[Jesus said] "You search the Scriptures because you think that in them you have eternal life; it is these that testify about Me; and you are unwilling to come to Me so that you may have life" (John 5:39-40 NASB).

The Pharisees made it their job to study and know the Scriptures in order to gain the upper hand on the things of God and keep the rest of the people in the dark. For the Pharisees, the Scriptures had ceased to be a form of revelation. "Manipulation" better describes their use of the sacred texts. By them they engineered and justified their own righteousness, and by them they controlled others. (John Fischer, quoted in "The New Rebellion Handbook", pp. 152-153.)

I have long been interested in religious discussion. A lot of it is extremely good, encouraging, corrective, and helpful. A lot of it is bologna — especially discussions in which the goal is for each of the participants to prove the other wrong about something. Sometimes even that kind of discussion can be good, but often it degenerates into little more than spiritual manipulation.

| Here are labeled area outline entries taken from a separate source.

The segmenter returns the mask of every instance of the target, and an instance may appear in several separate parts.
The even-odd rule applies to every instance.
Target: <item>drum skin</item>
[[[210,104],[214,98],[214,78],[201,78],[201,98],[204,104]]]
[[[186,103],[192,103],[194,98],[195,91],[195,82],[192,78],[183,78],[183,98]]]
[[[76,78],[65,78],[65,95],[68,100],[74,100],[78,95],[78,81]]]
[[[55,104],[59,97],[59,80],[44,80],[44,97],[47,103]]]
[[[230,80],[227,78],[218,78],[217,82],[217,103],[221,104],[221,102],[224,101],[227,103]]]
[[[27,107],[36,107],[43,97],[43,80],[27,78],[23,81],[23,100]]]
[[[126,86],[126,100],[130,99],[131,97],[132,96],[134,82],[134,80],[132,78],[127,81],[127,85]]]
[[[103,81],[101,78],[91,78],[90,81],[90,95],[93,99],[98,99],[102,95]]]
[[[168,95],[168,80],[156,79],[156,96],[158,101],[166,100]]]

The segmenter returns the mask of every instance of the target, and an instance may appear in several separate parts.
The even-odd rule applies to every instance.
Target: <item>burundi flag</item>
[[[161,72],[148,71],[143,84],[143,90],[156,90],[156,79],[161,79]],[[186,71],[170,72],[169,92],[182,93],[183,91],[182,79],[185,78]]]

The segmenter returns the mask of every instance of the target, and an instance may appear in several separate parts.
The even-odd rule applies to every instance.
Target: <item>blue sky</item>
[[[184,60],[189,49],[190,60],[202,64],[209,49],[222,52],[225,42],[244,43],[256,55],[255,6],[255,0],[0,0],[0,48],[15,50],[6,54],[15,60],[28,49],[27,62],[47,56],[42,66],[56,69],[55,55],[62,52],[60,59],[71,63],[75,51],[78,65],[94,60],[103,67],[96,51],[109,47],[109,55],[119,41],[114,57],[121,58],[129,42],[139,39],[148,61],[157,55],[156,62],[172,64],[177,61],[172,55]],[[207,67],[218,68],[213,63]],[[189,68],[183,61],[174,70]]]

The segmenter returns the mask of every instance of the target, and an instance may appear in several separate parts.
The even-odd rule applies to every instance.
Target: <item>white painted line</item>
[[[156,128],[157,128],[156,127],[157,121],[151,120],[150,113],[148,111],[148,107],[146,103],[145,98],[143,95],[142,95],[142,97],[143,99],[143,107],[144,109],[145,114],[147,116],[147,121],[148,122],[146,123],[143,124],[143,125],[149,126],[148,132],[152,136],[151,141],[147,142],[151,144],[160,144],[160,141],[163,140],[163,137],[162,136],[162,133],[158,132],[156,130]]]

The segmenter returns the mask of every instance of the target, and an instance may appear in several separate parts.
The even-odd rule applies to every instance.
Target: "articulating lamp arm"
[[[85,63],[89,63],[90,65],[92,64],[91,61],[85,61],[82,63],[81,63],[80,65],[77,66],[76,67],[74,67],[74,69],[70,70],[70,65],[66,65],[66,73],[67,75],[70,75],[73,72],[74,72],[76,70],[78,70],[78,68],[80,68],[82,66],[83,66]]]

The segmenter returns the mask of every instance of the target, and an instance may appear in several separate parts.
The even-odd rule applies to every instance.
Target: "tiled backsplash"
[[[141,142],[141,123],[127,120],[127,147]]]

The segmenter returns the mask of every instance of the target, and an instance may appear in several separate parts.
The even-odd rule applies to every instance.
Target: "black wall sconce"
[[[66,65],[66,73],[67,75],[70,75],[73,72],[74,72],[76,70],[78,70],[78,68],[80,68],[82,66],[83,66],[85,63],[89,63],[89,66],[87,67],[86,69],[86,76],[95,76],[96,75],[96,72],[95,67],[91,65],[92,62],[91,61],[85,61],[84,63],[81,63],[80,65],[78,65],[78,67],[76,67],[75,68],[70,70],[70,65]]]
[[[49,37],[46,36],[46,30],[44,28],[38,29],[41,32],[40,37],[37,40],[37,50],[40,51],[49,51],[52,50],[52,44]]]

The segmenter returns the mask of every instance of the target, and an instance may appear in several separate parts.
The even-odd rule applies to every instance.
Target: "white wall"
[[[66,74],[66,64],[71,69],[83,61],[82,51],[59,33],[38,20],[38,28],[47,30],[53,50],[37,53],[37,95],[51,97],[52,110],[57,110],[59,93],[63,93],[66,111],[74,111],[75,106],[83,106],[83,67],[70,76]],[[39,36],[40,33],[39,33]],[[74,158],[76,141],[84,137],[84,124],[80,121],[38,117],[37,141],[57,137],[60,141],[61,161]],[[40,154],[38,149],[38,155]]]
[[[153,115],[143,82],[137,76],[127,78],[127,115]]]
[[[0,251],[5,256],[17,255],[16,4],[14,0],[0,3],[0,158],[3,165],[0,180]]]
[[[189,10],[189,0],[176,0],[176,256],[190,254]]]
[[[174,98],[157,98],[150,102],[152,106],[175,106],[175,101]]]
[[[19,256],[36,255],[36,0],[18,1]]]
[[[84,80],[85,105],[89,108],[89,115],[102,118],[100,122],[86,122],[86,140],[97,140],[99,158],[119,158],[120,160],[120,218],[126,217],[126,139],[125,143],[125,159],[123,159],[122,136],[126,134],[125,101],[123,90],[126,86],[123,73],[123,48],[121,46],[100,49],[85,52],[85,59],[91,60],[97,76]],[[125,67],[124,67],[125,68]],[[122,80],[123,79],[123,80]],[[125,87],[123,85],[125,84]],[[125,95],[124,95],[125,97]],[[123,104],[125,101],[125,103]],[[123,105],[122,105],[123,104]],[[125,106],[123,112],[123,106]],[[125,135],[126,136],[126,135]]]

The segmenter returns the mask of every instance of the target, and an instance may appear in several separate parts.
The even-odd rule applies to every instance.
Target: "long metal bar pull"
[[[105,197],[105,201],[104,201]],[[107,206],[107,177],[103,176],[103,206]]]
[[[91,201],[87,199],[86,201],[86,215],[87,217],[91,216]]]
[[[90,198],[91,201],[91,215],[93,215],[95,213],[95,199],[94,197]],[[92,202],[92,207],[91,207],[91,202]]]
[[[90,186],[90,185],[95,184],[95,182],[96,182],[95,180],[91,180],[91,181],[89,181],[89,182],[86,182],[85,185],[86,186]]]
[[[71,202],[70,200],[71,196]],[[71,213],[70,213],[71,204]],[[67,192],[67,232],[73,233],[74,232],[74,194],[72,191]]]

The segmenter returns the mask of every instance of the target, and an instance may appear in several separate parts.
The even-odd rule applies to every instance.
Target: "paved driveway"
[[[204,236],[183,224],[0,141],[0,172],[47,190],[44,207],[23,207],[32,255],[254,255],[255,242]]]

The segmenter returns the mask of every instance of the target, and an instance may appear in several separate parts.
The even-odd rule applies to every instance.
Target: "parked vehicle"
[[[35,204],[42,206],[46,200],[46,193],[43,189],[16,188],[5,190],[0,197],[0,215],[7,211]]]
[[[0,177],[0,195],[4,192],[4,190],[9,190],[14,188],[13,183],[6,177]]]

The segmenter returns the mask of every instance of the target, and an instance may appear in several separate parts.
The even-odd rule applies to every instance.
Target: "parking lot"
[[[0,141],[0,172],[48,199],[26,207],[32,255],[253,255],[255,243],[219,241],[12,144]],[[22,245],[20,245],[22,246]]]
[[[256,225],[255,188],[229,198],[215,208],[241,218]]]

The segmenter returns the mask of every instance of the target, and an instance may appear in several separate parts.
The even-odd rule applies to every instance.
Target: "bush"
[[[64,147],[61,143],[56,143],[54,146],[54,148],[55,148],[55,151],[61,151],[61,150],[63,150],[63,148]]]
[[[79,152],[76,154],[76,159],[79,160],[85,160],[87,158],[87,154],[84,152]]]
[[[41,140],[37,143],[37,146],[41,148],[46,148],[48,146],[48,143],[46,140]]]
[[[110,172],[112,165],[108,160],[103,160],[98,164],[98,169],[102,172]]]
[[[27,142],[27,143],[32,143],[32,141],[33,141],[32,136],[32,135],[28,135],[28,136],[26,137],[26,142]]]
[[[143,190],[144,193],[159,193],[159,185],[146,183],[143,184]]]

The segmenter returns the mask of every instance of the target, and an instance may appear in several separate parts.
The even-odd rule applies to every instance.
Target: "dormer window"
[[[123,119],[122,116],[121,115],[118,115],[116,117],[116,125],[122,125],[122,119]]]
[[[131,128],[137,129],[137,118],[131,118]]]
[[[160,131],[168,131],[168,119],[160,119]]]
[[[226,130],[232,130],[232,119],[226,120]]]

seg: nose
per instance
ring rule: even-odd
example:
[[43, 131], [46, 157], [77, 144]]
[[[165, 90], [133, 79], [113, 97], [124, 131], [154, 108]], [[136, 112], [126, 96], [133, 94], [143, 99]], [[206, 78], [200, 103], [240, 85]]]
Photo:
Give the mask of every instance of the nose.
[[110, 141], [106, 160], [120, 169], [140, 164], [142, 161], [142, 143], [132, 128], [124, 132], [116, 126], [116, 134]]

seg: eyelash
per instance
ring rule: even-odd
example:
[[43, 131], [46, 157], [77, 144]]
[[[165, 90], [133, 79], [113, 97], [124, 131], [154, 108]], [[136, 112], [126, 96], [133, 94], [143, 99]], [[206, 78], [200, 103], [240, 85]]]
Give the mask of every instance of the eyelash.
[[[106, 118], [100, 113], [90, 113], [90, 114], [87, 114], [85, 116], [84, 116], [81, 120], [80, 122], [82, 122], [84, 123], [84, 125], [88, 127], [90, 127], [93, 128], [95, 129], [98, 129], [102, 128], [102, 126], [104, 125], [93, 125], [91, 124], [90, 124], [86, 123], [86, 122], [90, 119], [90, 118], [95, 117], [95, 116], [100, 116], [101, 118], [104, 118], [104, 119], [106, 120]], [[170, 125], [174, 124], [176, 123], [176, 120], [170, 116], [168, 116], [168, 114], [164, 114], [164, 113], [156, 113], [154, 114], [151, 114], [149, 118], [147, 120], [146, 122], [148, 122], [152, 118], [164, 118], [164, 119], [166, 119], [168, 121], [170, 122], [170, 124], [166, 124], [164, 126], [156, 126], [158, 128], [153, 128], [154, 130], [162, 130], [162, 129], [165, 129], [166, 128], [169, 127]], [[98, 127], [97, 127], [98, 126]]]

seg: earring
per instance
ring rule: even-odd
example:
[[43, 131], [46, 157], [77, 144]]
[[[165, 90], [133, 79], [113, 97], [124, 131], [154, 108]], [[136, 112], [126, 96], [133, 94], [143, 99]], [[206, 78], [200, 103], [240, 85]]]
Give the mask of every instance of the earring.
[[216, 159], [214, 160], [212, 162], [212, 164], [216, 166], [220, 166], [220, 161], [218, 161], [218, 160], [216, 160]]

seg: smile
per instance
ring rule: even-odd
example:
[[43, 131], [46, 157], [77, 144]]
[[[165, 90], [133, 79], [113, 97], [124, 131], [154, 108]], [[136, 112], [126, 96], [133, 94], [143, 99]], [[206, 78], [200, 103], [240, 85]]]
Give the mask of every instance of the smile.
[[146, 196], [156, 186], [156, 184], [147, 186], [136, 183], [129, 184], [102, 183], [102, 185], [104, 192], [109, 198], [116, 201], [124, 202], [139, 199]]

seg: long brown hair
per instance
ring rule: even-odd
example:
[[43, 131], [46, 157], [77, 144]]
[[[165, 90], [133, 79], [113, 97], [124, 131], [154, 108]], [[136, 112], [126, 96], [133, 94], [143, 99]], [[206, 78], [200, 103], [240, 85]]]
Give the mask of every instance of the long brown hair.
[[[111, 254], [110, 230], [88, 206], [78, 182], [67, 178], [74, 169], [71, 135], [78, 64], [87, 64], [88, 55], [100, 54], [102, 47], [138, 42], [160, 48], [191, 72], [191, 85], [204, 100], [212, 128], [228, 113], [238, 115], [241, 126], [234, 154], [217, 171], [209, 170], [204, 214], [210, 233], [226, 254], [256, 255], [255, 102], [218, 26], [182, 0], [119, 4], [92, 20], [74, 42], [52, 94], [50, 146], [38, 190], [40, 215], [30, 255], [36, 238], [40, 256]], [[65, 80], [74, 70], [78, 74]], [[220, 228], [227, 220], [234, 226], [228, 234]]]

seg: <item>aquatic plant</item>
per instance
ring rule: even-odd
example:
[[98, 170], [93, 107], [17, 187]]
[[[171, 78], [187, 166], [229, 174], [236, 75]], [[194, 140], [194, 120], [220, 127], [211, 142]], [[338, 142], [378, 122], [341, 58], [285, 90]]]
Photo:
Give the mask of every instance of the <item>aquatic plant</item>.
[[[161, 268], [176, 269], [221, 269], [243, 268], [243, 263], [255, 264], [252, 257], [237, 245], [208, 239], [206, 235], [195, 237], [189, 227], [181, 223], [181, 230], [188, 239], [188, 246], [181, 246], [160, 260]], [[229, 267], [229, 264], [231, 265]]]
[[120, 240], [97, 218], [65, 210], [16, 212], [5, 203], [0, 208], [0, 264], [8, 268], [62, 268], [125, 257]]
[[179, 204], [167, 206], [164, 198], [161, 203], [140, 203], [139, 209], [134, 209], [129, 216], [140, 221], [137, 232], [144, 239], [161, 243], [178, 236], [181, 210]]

This can be a terrifying way to approach God.
We pick on the Pharisees because they are easy targets. A man named Nicodemus proved that not all Pharisees were spiritual manipulators. But as a group, they were susceptible to the charge laid in the quote above by John Fischer. They started out with admirable intentions, but somewhere along the line, they began to justify their own flawed lives while expertly condemning others. The result was that nobody was getting closer to God.

Jesus told the story of the Pharisee and the tax collector who went up to the temple to pray (Luke 18:9-14). I love that story. Luke tells us why Jesus told the story. "He told this parable to some people who trusted in themselves that they were righteous, and viewed others with contempt" (Luke 18:9). That's a very important introduction, because it explains the purpose of the parable. How could a Pharisee draw closer to God if he trusted himself to already be righteous? How could a Pharisee help anybody else draw closer to God, if all he did was condemn them, or insist they become like himself? Neither of those options has a good result.

Interestingly, the only way a person can draw close to God is by not trusting himself or herself. A person cannot start out thinking she is or he is right or that his or her behavior is perfect. Each person has got to be open to the very real truth that he or she is not righteous at all. Even people who have studied and learned God's word should be very cautious about thinking they are too "right."

But, this can be a terrifying way to approach God. For many people, it terrifies them to think about appearing before God with less than a perfect record. Yet God already knows about their less-than-stellar record. He knows about their sins. Getting close to God, really getting close to God, begins the moment one acknowledges what God already knows and understands that the One they fear is the One with the answer to their sins. Humble, sorrowful, repentant, confessing people get a quick and loving response by God. Haughty, stubborn, sin-denying people who are quick to condemn others get trouble from God. One trusts God. The other doesn't. Which are you?